# "Speak" in 2 minutes!



## cassadee7 (Nov 26, 2009)

Yesterday I decided to teach Saber to "speak" on command (just one woof). It took all of 2 minutes! She is 8 months old.

I asked her to sit. I got out the clicker and some kibble. 
I said "what's that?" all excited like. This is what we say when someone is coming up the walk to the door, and she usually starts barking and runs to the window to see. But this time when I said "what's that?" I clicked as soon as she gave one bark. She then did not run to the window or keep barking because she was focused on "hey, I am getting a treat!" I did this twice. Then I switched to having her sit, saying "speak!" in the same tone as I said "what's that" and waiting. Guess what, she barked! Click and treat. And just like that, she got it. Now all I have to do is say "speak" and she offers one bark, sitting nicely and waiting for her treat


----------



## ponyfarm (Apr 11, 2010)

Thats great! "Speak" is easy...now try "quiet". Much more difficult.


----------



## AddieGirl (May 10, 2011)

I'm going to try this with Addie.. She doesn't know "speak" yet. Sounds like you have a smart girl!!!


----------



## Cassidy's Mom (Mar 30, 2003)

Awesome - gotta get that on video!


----------



## cassadee7 (Nov 26, 2009)

ponyfarm said:


> Thats great! "Speak" is easy...now try "quiet". Much more difficult.

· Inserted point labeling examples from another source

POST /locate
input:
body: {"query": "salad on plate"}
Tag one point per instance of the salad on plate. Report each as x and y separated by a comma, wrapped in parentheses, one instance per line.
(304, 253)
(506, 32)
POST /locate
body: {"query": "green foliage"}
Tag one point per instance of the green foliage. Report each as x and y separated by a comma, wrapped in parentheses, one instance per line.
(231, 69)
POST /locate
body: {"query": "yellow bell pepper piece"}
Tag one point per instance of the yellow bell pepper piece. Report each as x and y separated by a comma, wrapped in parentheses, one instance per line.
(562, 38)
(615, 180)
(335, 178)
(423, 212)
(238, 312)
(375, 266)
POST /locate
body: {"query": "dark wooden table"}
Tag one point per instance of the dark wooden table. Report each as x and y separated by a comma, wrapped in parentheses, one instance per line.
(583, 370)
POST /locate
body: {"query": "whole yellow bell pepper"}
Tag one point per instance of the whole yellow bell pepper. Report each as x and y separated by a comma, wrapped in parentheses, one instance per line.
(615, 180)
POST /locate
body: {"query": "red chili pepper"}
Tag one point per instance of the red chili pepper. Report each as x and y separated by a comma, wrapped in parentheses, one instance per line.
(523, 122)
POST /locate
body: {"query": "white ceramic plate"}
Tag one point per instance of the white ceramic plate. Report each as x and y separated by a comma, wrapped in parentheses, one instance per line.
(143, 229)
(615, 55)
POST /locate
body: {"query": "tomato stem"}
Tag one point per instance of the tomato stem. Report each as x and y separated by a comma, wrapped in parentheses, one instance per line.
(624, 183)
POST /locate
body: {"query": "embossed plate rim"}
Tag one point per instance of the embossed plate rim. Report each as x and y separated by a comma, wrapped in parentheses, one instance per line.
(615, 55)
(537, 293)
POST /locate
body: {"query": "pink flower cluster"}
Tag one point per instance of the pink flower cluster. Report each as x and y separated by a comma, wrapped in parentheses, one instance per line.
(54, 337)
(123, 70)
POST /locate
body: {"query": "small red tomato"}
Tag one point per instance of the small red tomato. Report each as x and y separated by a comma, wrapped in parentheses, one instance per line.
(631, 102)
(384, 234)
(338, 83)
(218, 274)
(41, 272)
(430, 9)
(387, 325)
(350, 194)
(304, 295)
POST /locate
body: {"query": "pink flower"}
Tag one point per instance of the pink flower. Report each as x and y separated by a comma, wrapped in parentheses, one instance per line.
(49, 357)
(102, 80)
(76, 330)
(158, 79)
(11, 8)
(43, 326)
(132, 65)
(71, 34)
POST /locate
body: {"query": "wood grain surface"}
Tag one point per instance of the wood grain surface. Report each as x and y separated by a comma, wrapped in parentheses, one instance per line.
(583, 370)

I actually taught "quiet" first, about 3 months ago!

I just waited for her to be barking at something outside, then as soon as she'd pause for 2 seconds, click and treat and say "good quiet!" After that I went to saying quiet right after she'd pause the barking, click and treat. I worked up to using "quiet" when she is really excited (visitors) and now she will sit and wait quietly for her treat for being nice


----------